# I drove the only "Audi TT RS" in the country on Tuesday...



## Frank Rizzo (Aug 2, 2003)

Mang!

I would like to own one of those....
I wish they sold it here....It's hard enough finding a regular TTS !

:thumbup:


----------



## MikeCoupe (Oct 11, 2007)

:beerchug: I'm quite envious, Mike! But I look forward to your write-ups. Thanks for sharing!


----------



## Justin T (Oct 10, 2006)

Frank Rizzo said:


> Mang!
> 
> I would like to own one of those....
> I wish they sold it here....It's hard enough finding a regular TTS !
> ...


LOL - you should have mentioned you were looking for one...back at the end of last year, the dealer near us had two and they were both listed at invoice.


----------



## wag-zhp (Apr 8, 2004)

Excellent write up. Sounds like you had another fun day at the "office". :thumbup:


----------



## mtbscott (Jul 16, 2003)

I would buy a TT-RS in a heartbeat. I had two Gen I TT's and have considered a Gen II a couple of times but the scarcity of manuals in their best versions put me off. Your article is the first positive hint that AudiUSA might actually bring the car over, hope so.


----------



## Frank Rizzo (Aug 2, 2003)

Justin T said:


> LOL - you should have mentioned you were looking for one...back at the end of last year, the dealer near us had two and they were both listed at invoice.
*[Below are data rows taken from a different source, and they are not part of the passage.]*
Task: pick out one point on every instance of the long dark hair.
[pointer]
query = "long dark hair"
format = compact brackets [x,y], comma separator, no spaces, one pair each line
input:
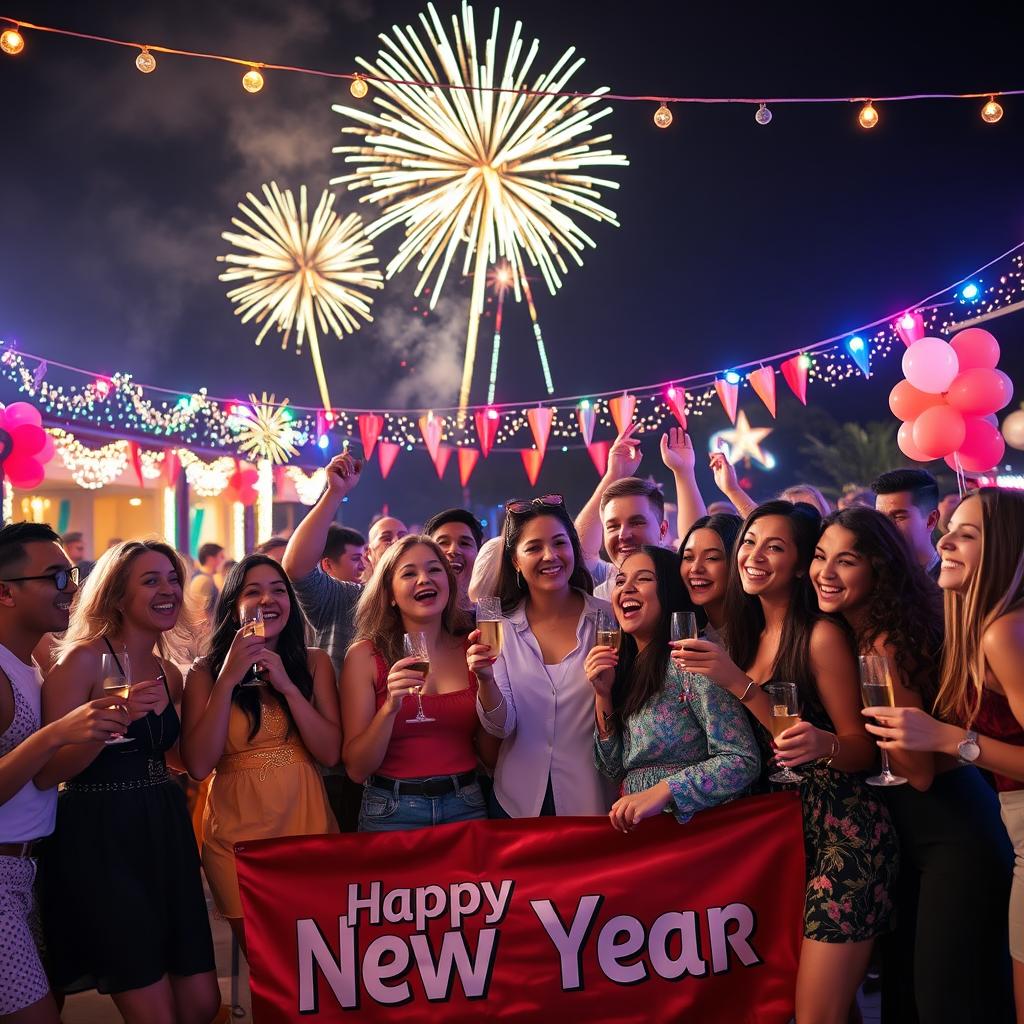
[640,674]
[745,619]
[510,590]
[291,642]
[905,606]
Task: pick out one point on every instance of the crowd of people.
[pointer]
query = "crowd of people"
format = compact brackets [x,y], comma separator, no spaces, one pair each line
[343,684]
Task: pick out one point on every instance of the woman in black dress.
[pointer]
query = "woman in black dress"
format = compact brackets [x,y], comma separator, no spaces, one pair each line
[120,890]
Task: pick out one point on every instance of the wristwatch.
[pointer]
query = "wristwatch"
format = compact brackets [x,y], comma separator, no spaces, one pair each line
[968,750]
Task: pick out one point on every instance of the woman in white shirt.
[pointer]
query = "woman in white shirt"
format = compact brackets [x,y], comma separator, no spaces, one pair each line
[536,695]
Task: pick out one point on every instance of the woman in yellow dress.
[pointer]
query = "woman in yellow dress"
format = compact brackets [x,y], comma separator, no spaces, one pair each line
[259,711]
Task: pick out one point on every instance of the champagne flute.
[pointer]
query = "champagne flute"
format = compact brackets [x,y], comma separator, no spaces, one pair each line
[488,622]
[877,691]
[251,619]
[116,674]
[684,627]
[416,646]
[784,712]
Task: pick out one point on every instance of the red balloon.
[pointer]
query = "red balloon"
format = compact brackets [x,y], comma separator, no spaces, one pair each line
[976,349]
[905,440]
[983,445]
[979,391]
[907,402]
[939,431]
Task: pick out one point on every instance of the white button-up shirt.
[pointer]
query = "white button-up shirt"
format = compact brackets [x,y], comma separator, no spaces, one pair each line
[548,729]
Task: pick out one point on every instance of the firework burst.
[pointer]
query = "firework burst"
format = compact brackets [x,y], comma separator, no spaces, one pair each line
[496,174]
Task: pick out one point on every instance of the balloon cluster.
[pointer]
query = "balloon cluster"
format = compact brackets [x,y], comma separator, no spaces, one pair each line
[949,399]
[25,445]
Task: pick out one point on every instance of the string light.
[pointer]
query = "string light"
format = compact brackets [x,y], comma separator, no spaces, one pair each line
[991,112]
[252,81]
[868,116]
[11,41]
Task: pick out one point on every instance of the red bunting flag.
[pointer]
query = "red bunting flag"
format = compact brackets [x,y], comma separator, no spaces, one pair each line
[540,424]
[487,421]
[371,426]
[386,454]
[763,382]
[728,394]
[622,411]
[468,459]
[531,462]
[795,372]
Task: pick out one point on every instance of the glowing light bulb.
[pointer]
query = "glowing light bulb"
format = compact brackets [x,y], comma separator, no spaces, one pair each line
[252,81]
[991,112]
[11,41]
[868,116]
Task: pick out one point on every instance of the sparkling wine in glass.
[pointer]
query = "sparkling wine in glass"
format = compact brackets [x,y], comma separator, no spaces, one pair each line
[684,627]
[784,712]
[488,622]
[877,691]
[116,674]
[416,646]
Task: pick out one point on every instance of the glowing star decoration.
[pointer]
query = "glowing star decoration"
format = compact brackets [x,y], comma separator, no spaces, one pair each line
[298,273]
[266,434]
[493,174]
[744,440]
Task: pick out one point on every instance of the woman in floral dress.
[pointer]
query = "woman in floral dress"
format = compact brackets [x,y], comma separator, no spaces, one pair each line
[671,751]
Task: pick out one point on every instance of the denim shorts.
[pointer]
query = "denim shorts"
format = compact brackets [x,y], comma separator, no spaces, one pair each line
[384,810]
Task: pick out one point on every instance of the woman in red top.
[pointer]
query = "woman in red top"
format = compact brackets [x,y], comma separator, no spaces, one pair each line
[417,773]
[982,685]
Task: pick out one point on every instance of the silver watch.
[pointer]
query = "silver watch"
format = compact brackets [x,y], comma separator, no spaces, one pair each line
[968,750]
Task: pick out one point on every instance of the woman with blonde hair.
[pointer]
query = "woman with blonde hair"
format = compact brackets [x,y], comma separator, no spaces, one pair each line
[980,706]
[120,888]
[411,723]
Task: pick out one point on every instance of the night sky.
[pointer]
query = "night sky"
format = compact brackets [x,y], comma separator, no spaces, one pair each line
[736,241]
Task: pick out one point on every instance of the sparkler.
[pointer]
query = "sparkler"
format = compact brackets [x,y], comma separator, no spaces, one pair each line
[300,273]
[503,175]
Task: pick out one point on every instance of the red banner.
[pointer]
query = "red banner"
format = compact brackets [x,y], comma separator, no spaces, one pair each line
[539,920]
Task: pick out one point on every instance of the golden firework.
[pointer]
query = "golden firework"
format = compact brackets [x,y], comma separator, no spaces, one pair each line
[300,273]
[504,174]
[266,432]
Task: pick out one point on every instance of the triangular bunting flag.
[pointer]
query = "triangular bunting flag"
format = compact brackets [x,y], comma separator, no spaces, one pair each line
[531,462]
[728,394]
[371,426]
[540,424]
[795,372]
[468,459]
[763,382]
[387,453]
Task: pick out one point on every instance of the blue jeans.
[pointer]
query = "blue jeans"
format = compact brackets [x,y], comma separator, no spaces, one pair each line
[385,810]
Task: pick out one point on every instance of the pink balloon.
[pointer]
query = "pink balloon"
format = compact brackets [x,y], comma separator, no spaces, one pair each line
[983,445]
[905,440]
[930,365]
[976,349]
[24,472]
[29,440]
[907,402]
[939,431]
[979,391]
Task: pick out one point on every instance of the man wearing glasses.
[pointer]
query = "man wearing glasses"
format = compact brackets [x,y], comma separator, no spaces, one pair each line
[37,584]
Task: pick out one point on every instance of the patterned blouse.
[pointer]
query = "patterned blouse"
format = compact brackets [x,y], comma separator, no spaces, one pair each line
[702,748]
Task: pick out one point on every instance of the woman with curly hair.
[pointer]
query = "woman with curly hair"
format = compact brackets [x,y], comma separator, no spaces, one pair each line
[954,858]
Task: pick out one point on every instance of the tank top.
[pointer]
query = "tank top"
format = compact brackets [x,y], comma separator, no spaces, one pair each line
[995,719]
[31,813]
[443,747]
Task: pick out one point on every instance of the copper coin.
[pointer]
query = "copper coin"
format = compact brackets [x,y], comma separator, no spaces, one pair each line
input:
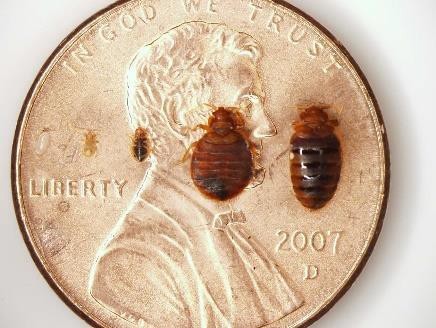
[127,243]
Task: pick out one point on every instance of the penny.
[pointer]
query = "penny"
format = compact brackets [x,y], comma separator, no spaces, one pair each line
[128,243]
The TTRS is a non USA car right now.

The TT is getting another refresh soon IIRC, so they are getting pretty scarce as well.

..


----------



## Jever (Apr 16, 2003)

Emission said:


> And I don't take it for granted. I'd share it all with your guys, if I could. :thumbup:
> 
> Let me know if you have any questions about the car. I only cover so much in the story.
> 
> - Mike


 I couldn't care less about the cars...how do I end up with a job like yours?!?!???!!!?


----------



## 'Cane (Jun 16, 2003)

Nice read, again. Thanks Mike.


----------